ECLI:NL:RBDHA:2024:11407
Rechtbank Den Haag
- Beschikking
- Rechtspraak.nl
Afwijzing van de machtiging tot uithuisplaatsing van een minderjarige in het kader van de ondertoezichtstelling
Op 8 juli 2024 heeft de kinderrechter van de Rechtbank Den Haag uitspraak gedaan in een zaak betreffende de afwijzing van een verzoek tot uithuisplaatsing van een minderjarige, hierna te noemen [de minderjarige]. De zaak werd behandeld in het kader van het civiel recht, specifiek binnen het familie- en jeugdrecht. De gecertificeerde instelling, Stichting Jeugdbescherming west Haaglanden, had verzocht om een machtiging tot uithuisplaatsing van [de minderjarige] in een pleegzorgvoorziening voor de duur van de ondertoezichtstelling. Dit verzoek werd gedaan omdat de moeder van [de minderjarige] onvoldoende beschikbaar was in de opvoedsituatie en er zorgen waren over de stabiliteit van de situatie.
Tijdens de mondelinge behandeling op 8 juli 2024 waren zowel de ouders als hun advocaten aanwezig. De kinderrechter heeft de relevante stukken, waaronder een evaluatieformulier van het Zorghuisje, in haar beoordeling meegenomen. De ouders hebben verweer gevoerd tegen het verzoek van de gecertificeerde instelling, waarbij zij stelden dat zij alles in het werk hebben gesteld om een alternatieve oplossing te vinden en dat de moeder en [de minderjarige] momenteel in een babyhuis verblijven.

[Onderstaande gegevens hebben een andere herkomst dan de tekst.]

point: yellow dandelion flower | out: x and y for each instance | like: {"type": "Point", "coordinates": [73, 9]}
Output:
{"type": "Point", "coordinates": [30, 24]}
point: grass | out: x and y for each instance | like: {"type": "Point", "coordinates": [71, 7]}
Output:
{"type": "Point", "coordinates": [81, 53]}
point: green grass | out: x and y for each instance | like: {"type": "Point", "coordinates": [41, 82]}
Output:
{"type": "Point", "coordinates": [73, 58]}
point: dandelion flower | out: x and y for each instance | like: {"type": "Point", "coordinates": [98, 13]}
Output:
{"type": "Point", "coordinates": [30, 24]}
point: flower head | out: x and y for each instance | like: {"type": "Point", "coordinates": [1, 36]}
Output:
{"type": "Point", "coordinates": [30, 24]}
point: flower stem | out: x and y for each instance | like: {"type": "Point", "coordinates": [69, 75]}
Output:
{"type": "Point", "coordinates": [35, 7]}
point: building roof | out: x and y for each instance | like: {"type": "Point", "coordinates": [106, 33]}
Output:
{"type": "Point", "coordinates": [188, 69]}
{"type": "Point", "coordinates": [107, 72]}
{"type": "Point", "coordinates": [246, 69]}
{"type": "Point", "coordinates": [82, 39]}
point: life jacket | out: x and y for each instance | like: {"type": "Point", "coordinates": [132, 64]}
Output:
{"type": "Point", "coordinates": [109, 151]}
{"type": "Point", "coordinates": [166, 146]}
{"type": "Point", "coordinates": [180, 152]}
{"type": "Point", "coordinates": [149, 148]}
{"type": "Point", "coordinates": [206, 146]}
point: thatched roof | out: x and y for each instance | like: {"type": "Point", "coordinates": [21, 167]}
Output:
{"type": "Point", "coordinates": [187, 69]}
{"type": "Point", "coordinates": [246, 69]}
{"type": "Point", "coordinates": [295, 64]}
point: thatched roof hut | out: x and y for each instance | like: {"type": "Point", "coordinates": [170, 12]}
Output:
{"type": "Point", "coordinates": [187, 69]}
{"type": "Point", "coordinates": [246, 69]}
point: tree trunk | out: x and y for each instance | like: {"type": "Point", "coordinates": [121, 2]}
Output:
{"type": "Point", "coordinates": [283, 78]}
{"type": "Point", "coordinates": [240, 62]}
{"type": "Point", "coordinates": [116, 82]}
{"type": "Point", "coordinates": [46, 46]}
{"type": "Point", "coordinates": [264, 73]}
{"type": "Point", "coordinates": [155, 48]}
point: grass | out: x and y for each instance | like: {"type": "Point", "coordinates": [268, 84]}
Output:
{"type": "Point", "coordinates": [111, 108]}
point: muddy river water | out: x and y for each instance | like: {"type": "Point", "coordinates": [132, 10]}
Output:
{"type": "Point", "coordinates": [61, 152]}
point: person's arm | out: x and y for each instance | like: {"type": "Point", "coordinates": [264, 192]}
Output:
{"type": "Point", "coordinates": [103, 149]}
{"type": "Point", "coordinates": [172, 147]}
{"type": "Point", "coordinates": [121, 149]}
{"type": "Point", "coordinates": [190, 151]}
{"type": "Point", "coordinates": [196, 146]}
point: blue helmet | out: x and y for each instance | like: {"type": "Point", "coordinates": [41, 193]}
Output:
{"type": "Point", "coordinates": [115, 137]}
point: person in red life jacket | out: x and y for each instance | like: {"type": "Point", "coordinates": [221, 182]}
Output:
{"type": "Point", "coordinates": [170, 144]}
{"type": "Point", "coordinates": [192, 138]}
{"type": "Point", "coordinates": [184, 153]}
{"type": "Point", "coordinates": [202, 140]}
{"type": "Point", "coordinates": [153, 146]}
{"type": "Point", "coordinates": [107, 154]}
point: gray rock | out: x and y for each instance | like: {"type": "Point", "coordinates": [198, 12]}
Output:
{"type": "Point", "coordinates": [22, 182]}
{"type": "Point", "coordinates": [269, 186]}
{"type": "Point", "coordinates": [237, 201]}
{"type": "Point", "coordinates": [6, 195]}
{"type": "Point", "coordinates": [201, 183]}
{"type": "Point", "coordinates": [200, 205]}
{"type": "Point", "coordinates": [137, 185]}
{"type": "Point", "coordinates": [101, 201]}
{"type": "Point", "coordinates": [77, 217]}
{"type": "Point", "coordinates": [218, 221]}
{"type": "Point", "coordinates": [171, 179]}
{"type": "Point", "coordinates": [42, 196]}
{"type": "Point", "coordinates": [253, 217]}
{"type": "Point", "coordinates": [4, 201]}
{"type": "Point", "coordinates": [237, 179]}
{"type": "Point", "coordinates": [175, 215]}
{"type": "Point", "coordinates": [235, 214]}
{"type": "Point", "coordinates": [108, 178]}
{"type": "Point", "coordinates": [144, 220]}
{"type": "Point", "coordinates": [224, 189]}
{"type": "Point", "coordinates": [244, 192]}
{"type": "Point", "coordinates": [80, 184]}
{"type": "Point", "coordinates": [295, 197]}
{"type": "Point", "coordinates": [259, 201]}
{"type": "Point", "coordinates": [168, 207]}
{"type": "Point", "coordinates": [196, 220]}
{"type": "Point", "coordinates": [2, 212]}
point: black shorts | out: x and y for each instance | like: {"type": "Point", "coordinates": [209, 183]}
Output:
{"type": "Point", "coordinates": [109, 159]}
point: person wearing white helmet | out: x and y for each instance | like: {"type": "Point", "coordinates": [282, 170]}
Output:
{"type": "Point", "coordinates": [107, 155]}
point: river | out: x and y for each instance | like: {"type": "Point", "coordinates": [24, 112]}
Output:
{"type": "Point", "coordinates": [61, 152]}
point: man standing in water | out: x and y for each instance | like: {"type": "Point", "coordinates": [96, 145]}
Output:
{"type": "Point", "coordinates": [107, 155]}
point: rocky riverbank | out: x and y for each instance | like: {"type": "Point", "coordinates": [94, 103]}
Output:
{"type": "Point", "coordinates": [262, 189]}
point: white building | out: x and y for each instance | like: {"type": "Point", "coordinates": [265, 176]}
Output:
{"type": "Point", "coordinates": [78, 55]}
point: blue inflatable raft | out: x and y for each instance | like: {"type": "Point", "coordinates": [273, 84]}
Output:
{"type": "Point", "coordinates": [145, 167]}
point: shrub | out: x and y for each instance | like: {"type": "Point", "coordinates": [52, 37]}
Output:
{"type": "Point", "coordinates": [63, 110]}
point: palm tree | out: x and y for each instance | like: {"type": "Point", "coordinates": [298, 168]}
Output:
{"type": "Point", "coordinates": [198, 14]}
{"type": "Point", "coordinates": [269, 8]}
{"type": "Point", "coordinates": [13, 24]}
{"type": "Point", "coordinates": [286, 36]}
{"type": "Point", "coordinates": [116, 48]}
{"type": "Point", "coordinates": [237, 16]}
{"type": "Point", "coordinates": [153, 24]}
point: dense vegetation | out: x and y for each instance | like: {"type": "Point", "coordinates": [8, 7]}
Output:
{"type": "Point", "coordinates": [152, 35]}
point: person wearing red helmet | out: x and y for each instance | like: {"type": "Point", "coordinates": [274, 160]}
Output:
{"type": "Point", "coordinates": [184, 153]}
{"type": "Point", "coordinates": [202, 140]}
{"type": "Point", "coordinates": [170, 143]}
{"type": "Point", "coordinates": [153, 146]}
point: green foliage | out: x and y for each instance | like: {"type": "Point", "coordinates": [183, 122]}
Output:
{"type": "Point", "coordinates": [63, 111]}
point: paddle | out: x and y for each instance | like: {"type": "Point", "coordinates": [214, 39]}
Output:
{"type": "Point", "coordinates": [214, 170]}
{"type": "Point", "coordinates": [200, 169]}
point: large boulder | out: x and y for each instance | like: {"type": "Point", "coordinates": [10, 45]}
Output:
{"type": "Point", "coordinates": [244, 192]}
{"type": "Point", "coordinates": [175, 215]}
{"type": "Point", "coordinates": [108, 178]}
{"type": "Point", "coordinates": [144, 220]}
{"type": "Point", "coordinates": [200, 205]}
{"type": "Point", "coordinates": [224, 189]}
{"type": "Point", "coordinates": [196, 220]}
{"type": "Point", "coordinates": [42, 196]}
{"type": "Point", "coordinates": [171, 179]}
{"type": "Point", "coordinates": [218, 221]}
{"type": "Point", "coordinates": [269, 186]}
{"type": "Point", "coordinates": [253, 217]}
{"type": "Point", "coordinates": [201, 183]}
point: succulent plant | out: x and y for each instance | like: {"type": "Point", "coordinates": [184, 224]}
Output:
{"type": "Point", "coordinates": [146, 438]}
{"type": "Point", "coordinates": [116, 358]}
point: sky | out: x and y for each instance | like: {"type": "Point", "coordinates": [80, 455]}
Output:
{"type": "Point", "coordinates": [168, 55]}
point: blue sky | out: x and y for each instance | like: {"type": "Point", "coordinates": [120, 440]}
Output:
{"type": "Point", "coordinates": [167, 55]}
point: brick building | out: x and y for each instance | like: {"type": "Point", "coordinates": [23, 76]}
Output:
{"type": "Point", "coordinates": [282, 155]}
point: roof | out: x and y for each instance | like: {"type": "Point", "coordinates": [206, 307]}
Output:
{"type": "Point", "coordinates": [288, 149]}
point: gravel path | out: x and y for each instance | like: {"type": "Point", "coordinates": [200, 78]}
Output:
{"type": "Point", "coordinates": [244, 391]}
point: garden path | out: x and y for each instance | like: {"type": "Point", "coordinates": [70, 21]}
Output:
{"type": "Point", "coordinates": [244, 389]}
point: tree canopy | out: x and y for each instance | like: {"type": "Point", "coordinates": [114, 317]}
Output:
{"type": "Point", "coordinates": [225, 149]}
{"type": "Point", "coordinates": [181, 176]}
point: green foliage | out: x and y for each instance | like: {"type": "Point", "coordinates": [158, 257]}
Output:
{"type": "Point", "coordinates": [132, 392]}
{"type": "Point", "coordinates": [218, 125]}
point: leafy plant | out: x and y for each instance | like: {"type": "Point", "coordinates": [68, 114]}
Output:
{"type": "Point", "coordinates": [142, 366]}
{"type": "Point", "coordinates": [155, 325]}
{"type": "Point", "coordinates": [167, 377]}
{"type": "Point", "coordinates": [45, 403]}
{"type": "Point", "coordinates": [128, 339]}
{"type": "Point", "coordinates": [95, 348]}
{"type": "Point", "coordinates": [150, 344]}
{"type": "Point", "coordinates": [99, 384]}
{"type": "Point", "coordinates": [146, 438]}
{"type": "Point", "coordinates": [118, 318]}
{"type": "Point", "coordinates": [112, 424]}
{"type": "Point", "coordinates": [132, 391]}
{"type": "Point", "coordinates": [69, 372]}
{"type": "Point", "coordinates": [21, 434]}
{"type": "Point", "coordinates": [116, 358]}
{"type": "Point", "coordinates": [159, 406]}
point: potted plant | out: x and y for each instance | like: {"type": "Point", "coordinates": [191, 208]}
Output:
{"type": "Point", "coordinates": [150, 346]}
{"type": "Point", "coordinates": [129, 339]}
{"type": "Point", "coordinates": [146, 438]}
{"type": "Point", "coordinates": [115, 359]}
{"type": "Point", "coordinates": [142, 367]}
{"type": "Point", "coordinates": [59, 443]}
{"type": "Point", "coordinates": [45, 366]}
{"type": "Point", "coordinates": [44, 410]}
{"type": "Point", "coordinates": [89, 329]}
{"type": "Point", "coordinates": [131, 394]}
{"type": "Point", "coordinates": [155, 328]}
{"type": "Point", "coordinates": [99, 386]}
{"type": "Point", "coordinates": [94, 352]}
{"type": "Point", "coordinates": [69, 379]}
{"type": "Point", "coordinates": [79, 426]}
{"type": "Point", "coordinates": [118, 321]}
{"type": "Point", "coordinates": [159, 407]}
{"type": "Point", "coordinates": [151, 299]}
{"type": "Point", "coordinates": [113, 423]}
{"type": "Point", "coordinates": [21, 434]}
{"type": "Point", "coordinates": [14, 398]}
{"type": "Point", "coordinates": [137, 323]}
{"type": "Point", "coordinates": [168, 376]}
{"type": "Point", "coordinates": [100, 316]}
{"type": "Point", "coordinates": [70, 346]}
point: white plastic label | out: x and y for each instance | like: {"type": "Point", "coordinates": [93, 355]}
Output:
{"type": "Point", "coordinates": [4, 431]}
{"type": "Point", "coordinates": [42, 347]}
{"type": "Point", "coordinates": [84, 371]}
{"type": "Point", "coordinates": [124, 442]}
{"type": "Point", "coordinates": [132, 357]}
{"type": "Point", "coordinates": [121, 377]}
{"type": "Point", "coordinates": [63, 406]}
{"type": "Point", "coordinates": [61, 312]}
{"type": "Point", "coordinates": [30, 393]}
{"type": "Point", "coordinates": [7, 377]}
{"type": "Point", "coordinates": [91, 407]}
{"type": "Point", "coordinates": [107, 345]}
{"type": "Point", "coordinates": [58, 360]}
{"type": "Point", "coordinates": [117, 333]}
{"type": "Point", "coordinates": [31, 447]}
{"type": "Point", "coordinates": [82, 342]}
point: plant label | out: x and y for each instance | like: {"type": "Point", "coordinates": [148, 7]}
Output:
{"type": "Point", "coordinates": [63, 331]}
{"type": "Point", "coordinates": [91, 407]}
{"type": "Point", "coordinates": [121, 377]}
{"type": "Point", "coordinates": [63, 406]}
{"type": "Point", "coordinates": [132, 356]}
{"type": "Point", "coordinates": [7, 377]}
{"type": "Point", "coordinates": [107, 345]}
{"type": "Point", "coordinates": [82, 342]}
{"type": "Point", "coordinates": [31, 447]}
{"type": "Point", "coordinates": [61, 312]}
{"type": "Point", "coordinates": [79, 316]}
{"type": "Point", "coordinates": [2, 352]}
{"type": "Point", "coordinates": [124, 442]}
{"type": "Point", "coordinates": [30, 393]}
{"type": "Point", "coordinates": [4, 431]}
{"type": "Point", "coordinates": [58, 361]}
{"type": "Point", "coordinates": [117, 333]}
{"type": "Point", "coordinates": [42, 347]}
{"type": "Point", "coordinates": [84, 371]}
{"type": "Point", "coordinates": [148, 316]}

De kinderrechter heeft overwogen dat er op dat moment geen noodzaak was voor een uithuisplaatsing, aangezien [de minderjarige] zich goed ontwikkelt en er geen signalen zijn dat het niet goed gaat in de huidige situatie. De kinderrechter heeft besloten het verzoek tot uithuisplaatsing af te wijzen, met de mogelijkheid voor de gecertificeerde instelling om in de toekomst een nieuw verzoek in te dienen indien de situatie zou veranderen.